Menu Mobile Scroll
Politique

Haïti : l’Opposition progressiste dit non à la fuite en avant électorale et réclame une rupture politique

L’Opposition progressiste rejette le processus électoral actuel et réclame une refondation politique avant toute nouvelle élection en Haïti.

Pendant que des milliers d’Haïtiens vivent dans la peur, que des familles sont déplacées et que l’insécurité continue de bouleverser le quotidien, le mot « élections » revient avec insistance dans le débat politique. Pour l’Opposition progressiste, ce calendrier ne répond pourtant pas à l’urgence du moment. Elle y voit une « fuite en avant électorale » et accuse les autorités de vouloir avancer vers les urnes sans avoir réglé les conditions minimales permettant à la population de voter librement.

Le message est brutal : on ne peut pas demander aux citoyens de choisir leurs dirigeants alors qu’une partie du pays peine encore à circuler, travailler, vivre et exercer ses droits.

L’Opposition progressiste refuse l’idée d’une élection utilisée pour donner une nouvelle légitimité à une gouvernance qu’elle juge défaillante. Selon elle, modifier certaines dispositions du décret électoral ou changer quelques membres du CEP ne suffira pas à sortir le pays de la crise.

Elle accuse le pouvoir de vouloir traiter une crise politique structurelle avec des ajustements administratifs. Or, pour cette opposition, changer quelques lignes d’un décret ou quelques visages au CEP ne changera pas la réalité vécue par la population.

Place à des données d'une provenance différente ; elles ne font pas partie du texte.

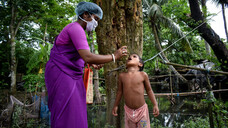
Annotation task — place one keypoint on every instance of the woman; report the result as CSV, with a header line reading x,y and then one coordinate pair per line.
x,y
64,70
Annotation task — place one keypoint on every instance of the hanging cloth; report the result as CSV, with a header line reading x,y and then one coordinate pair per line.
x,y
88,82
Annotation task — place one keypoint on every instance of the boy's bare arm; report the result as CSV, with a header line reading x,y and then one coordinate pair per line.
x,y
118,95
149,90
151,95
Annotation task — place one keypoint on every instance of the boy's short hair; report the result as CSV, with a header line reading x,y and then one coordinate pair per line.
x,y
141,61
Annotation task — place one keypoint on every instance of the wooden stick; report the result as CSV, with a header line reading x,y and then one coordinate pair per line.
x,y
201,69
186,93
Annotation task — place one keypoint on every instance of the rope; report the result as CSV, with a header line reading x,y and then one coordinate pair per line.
x,y
123,66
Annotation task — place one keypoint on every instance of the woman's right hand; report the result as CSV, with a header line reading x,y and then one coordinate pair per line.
x,y
114,111
121,52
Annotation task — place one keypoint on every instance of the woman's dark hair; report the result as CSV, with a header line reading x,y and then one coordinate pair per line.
x,y
142,62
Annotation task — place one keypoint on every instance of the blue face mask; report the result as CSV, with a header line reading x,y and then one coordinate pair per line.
x,y
91,25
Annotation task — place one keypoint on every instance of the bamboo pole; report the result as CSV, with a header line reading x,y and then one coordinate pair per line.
x,y
186,93
182,93
191,67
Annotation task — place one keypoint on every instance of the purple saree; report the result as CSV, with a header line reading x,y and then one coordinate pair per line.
x,y
66,91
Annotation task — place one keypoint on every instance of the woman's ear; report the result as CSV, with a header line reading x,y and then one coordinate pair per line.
x,y
140,64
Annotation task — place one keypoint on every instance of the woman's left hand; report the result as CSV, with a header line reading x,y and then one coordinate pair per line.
x,y
97,66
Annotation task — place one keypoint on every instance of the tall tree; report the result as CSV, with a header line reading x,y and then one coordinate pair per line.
x,y
156,18
204,8
223,3
208,34
121,25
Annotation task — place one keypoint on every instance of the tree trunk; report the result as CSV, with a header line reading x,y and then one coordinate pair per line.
x,y
12,51
95,75
209,35
224,20
204,7
121,25
158,46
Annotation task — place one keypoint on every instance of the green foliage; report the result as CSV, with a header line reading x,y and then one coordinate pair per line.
x,y
40,57
197,122
34,82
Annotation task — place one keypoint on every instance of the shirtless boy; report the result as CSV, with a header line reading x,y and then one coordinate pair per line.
x,y
132,85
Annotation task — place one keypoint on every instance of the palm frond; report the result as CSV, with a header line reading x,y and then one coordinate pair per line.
x,y
155,11
168,23
218,2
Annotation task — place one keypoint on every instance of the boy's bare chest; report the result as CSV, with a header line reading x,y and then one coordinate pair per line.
x,y
133,81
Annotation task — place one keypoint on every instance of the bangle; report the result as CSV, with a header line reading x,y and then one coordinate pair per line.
x,y
113,58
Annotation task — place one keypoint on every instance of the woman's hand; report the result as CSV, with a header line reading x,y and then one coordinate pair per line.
x,y
97,66
121,52
114,111
155,111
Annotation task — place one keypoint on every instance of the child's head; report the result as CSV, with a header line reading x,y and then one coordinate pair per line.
x,y
135,59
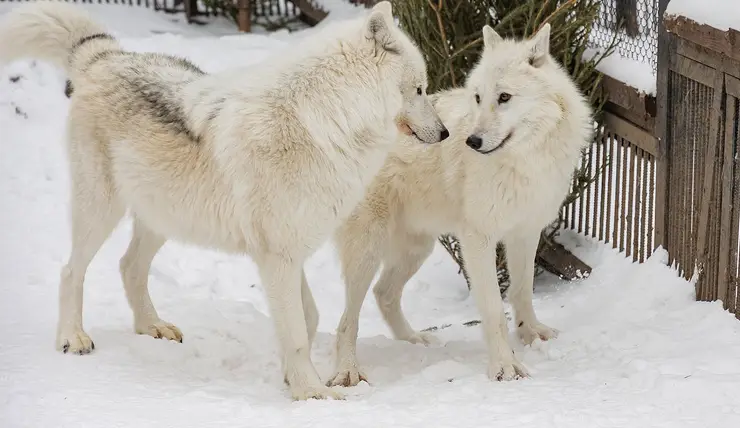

Et cette réalité est lourde : insécurité, massacres, déplacements forcés, crise humanitaire et perte de confiance dans les institutions.

L’autre inquiétude porte sur les données personnelles.

L’Opposition progressiste affirme avoir reçu des informations faisant état de l’utilisation présumée, sans consentement, des données personnelles et des NINU de citoyens dans le cadre des inscriptions électorales.

Si ces allégations étaient établies, la question dépasserait largement le simple débat électoral.

À qui appartiennent les données d’un citoyen ? Qui peut les utiliser ? Pour quelle finalité ? Et avec quelles garanties ?

L’opposition exige des réponses et réclame des mécanismes capables d’empêcher les inscriptions frauduleuses.

Le NINU, rappelle-t-elle, n’appartient ni au pouvoir, ni au CEP, ni à un parti politique. Il appartient au citoyen.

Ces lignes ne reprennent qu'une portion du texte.